I have confined myself here to these two traditional traits, which seem to me the most basic. These standards and ideals find expression in small things as in large. They are transmitted from parents to children; they color conversation and judgment among friends; they fill the religious scriptures; and they give to the community life of the group its characteristic stamp. It is in these distinctive ideals that I see the essence of Jewish nature. That these ideals are but imperfectly realized in the group—in its actual everyday life—is only natural. However, if one seeks to give brief expression to the essential character of a group, the approach must always be by the way of the ideal.

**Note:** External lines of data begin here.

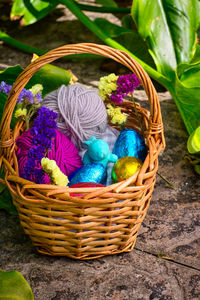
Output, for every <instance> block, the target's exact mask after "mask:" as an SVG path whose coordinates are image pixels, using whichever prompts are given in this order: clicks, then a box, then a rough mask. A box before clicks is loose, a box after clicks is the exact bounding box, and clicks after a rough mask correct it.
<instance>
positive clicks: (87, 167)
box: [69, 163, 106, 186]
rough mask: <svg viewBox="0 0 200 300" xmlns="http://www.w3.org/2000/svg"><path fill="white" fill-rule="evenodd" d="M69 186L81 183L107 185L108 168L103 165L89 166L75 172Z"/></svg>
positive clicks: (70, 181)
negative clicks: (107, 172)
mask: <svg viewBox="0 0 200 300" xmlns="http://www.w3.org/2000/svg"><path fill="white" fill-rule="evenodd" d="M69 180H70V182H69V186H71V185H72V184H75V183H80V182H93V183H101V184H105V182H106V168H105V167H104V166H103V165H102V164H95V163H93V164H87V165H84V166H82V167H81V168H80V169H78V170H77V171H75V172H74V173H73V174H72V175H71V176H70V178H69Z"/></svg>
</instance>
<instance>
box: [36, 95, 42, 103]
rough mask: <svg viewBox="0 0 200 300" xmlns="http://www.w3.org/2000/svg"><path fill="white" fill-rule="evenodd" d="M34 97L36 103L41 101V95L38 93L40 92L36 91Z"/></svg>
mask: <svg viewBox="0 0 200 300" xmlns="http://www.w3.org/2000/svg"><path fill="white" fill-rule="evenodd" d="M35 98H36V102H37V103H40V102H42V100H43V99H42V95H41V94H40V93H37V94H35Z"/></svg>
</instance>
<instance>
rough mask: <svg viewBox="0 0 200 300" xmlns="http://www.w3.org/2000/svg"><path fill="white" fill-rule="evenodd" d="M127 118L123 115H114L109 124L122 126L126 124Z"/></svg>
mask: <svg viewBox="0 0 200 300" xmlns="http://www.w3.org/2000/svg"><path fill="white" fill-rule="evenodd" d="M126 119H127V116H125V115H124V114H123V113H121V114H116V115H114V116H113V117H112V119H111V122H112V123H113V124H119V125H121V124H124V123H125V122H126Z"/></svg>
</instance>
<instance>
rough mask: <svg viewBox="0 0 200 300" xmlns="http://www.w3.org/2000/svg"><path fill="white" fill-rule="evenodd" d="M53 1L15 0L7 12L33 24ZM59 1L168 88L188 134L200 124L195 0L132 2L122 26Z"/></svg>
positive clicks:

Where Oppression Is a Stimulus

 

In the foregoing I have conceived of Judaism as a community of tradition. Both friend and foe, on the other hand, have often asserted that the Jews represent a race; that their characteristic behavior is the result of innate qualities transmitted by
heredity
from one generation to the next. This opinion gains weight from the fact that the Jews for thousands of years have predominantly married within their own group. Such a custom may indeed
preserve
a homogeneous race—if it existed originally; it cannot
produce
uniformity of the race—if there was originally a racial intermixture. The Jews, however, are beyond doubt a mixed race, just as are all other groups of our civilization. Sincere anthropologists are agreed on this point; assertions to the contrary all belong to the field of political propaganda and must be rated accordingly.

Perhaps even more than on its own tradition, the Jewish group has thrived on oppression and on the antagonism it has forever met in the world. Here undoubtedly lies one of the main reasons for its continued existence through so many thousands of years.

The Jewish group, which we have briefly characterized in the foregoing, embraces about sixteen million people—less than one per cent of mankind, or about half as many as the population of present-day Poland. Their significance as a political factor is negligible. They are scattered over almost the entire earth and are in no way organized as a whole—which means that they are incapable of concerted action of any kind.